Justin Marozzi

Another good man in Africa

INSIDE SAHARA
by Basil Pao
Weidenfeld, £25, pp. 200, ISBN 0297843044

Michael Palin is a decent chap, I thought, after bumping into him for a nanosecond at the Hatchards Authors of the Year party a few months ago. It was just long enough for the briefest exchange of desert tales before he was mobbed by growing numbers of the Palin Fan Club, at which point he faded from view and I was left wishing I had cornered him for longer.

That was back in May, and this being October, it is time for the latest Palin tome to land in bookstores the length and breadth of Britain, for what could be a nicer Christmas present than this sleek volume from the man who brought us Around the World in Eighty Days, Pole to Pole, Full Circle and Hemingway Adventure?

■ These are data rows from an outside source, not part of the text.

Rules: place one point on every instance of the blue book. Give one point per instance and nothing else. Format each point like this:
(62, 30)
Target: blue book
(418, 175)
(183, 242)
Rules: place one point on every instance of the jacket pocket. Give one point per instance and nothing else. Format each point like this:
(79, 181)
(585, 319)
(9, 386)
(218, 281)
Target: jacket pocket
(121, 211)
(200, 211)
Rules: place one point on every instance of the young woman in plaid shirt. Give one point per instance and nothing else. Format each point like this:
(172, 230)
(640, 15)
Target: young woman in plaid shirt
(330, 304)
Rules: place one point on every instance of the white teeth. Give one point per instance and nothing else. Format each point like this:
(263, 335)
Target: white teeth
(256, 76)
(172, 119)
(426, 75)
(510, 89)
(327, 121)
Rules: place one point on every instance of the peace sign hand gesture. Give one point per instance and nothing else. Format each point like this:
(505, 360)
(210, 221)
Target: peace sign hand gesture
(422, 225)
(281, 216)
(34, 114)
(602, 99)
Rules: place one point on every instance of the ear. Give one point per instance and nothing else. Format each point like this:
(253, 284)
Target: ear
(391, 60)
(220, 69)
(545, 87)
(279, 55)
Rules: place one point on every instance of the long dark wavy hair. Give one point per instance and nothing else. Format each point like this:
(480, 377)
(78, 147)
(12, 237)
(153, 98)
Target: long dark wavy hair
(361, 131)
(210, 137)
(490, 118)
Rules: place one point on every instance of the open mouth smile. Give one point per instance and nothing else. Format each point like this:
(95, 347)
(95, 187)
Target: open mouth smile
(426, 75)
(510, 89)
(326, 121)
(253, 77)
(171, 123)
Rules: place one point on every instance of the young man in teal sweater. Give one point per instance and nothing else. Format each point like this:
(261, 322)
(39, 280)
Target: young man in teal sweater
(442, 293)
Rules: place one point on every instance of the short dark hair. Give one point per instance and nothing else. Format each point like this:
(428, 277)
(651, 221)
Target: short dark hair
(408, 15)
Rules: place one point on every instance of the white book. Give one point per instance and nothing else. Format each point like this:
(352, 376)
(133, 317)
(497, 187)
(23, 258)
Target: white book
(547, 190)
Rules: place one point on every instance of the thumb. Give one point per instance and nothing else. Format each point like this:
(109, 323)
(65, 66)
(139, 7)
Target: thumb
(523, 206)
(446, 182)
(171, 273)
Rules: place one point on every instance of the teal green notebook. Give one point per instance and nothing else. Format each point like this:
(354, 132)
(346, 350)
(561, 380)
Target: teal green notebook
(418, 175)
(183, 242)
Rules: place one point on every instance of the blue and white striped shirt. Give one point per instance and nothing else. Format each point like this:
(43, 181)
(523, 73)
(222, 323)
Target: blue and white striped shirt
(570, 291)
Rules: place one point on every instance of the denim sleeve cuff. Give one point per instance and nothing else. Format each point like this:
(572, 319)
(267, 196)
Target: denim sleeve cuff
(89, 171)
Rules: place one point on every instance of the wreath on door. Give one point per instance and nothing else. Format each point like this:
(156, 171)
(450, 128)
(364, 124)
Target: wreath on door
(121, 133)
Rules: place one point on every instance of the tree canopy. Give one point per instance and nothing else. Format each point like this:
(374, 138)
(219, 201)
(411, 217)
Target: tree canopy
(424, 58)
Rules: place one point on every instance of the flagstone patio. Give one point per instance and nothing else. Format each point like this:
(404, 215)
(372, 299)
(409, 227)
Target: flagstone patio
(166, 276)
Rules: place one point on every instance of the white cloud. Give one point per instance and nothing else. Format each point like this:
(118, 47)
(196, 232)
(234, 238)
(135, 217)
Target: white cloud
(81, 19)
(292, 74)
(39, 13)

Although this is not a BBC book, it’s still a spin-off from the series now showing on BBC1. You might have heard him plugging it on Radio 5, or in Radio Times, the Daily Telegraph or any one of a hundred outlets willing to give space to this affable fellow in a blue button-down shirt and chinos.

The problem with these sorts of books, though, is that they tend to be almost an afterthought to the television programme, rushed out to coincide with its broadcast. In other words, it’s a reversal of the time-honoured reviewer’s lament that Film X did no justice to the original book, be it Howards End, The Honorary Consul, or Nineteen Eighty-four. In this case, the book doesn’t do justice to the television.

This is not to say that Sahara is not an engaging read. It is. It’s just that with all the charging around 10,000 miles across nine countries in three months – the reader is no sooner drawn into wrestling in Senegal, the early days of aviation in St Louis, Michael on his moped in Mali, or Mungo Park’s efforts to chart the River Niger, than our adventurer is slipping into a fresh Brooks Brothers shirt and chinos and hitting the road again.